Nehmen wir das Beispiel Johann Wolfgang von Goethe: Kann man Stolz empfinden, weil man Bürger des Landes ist, aus dem auch Goethe stammte? Kann man überhaupt stolz auf Goethe sein? Nein, kann man nicht. Wir haben herzlich wenig mit ihm zu tun. Weder sind wir seine Eltern, noch haben wir ihm das Denken und Schreiben beigebracht. Wir können uns über den glücklichen Zufall freuen, im selben Land wie Goethe geboren zu sein oder dort zu leben, und wir können uns selbstverständlich an seinem Werk erfreuen. Stolz kommt aber erst im nächsten Schritt in Frage: Wir können stolz darauf sein, wie wir mit dem Vermächtnis Goethes umgehen. Wir können stolz auf die Museen sein, die in seinem Namen betrieben werden, stolz auf die Institute, die in seinem Sinne die deutsche Sprache fördern. Nicht zuletzt können wir stolz auf das eigene Engagement sein, das wir leisten, weil wir zum Beispiel mit unseren Kindern ebenjene Museen besuchen und ihnen von Goethes Bedeutung für die Weltliteratur erzählen. Dieser Stolz hängt eng mit einer beliebten Definition des Konservatismus zusammen: dass Konservativsein nicht die Anbetung der Asche ist, sondern die Weitergabe des Feuers.
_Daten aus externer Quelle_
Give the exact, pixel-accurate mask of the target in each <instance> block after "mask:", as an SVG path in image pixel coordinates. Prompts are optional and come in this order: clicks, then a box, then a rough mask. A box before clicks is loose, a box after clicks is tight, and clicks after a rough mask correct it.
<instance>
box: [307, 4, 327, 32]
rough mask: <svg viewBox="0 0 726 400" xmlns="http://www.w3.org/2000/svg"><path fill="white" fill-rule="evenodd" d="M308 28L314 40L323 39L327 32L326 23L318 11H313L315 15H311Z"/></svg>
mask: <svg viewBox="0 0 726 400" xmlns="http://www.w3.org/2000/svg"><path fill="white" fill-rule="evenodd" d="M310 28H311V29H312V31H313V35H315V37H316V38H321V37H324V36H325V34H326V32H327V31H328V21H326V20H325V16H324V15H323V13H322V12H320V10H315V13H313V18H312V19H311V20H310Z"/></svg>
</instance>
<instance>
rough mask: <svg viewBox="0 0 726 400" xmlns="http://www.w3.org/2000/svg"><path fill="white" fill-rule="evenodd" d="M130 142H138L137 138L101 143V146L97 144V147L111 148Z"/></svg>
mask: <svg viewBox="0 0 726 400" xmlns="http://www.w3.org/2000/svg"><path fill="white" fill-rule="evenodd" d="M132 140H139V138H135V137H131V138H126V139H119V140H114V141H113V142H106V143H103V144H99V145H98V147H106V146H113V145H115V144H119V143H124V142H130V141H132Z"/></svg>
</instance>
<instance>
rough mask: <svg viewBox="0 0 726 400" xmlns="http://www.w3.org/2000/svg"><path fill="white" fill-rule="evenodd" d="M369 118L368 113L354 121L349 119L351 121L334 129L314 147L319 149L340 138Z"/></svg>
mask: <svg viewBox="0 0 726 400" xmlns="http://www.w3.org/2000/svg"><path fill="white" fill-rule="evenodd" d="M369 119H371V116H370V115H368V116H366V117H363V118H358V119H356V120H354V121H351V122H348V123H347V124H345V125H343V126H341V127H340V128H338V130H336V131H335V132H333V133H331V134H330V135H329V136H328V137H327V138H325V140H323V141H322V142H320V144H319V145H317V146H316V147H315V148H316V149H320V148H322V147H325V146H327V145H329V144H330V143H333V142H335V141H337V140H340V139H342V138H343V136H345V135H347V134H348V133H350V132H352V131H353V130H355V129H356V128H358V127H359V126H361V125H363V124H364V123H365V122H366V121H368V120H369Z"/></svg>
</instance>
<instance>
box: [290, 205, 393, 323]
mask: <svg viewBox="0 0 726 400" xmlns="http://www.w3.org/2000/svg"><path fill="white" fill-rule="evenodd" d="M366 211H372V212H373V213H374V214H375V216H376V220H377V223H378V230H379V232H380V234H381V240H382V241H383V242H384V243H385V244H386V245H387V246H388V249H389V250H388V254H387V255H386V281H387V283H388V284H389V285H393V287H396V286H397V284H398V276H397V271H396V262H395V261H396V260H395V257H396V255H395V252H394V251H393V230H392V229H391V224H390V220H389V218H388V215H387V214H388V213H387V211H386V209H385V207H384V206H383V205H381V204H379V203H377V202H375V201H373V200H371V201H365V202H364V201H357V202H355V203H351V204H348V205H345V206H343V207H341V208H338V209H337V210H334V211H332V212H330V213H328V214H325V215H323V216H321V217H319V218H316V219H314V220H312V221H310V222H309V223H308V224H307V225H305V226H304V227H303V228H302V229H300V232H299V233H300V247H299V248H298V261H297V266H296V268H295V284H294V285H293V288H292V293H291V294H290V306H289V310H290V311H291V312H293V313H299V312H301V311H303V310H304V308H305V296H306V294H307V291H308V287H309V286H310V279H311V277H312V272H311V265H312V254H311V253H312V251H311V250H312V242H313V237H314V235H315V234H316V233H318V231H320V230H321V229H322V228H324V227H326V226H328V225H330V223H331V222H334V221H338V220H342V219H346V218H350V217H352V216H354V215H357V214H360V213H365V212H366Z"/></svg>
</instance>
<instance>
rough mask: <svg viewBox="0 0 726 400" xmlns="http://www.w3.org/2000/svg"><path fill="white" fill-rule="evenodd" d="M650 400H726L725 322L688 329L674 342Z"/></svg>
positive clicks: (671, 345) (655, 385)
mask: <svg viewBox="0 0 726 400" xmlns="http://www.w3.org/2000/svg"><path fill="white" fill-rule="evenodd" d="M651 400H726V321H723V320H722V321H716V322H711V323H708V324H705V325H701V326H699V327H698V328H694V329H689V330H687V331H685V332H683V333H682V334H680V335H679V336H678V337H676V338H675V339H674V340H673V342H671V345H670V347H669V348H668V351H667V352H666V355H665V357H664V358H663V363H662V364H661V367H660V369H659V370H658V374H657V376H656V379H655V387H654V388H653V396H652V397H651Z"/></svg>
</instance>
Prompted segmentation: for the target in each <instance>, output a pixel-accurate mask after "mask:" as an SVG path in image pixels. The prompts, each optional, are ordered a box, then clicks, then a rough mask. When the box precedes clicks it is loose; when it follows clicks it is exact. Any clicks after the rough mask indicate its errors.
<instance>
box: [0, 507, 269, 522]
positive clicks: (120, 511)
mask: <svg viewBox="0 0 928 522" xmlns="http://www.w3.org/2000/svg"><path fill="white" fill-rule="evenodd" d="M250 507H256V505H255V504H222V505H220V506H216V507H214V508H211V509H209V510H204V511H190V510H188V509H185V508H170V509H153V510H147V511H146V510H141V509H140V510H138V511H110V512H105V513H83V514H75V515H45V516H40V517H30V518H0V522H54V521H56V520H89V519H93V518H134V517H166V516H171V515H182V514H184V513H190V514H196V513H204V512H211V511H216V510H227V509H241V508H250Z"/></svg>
Und diese Lebensart, der respektvolle Umgang mit dem Vergangenen bei gleichzeitigem Engagement für Gegenwart und Zukunft, kann zu einem modernen Patriotismus führen. Das, worauf wir im patriotischen Sinne stolz sein können, sind also wir selbst. Das bedeutet auch, sich seiner Rechte und Pflichten als Zivilbürger bewusst zu sein und dieses Land, in dem man lebt, mitzugestalten und sich zu engagieren.
Indem wir an der Gesellschaft mitarbeiten, wird sie unsere, und wenn wir mit unserem Verhalten dazu beitragen, dass diese Gesellschaft eine bessere wird, dann ist das etwas, worauf wir stolz sein können. Bei einem modernen Patriotismus geht es also weniger um die Frage, was wir sind – dafür sind Deutsche heute zu vielfältig –, sondern darum, wie wir sind. Wenn wir sagen können: In Deutschland gehen wir respektvoll mit Menschen um; in Deutschland beschäftigen wir uns mit unserer Vergangenheit – im Guten wie im Schlechten; in Deutschland sind wir stolz auf unsere freie Presse; in Deutschland lassen wir nicht zu, dass auf die Schwächsten getreten wird – wenn wir das sagen können, dann können wir stolz und auch patriotisch sein. Patriotisch im modernsten Sinne, weil wir uns für das Leben in Deutschland einsetzen und gleichzeitig offen für alle sind, die sich diesem Ziel verpflichtet fühlen.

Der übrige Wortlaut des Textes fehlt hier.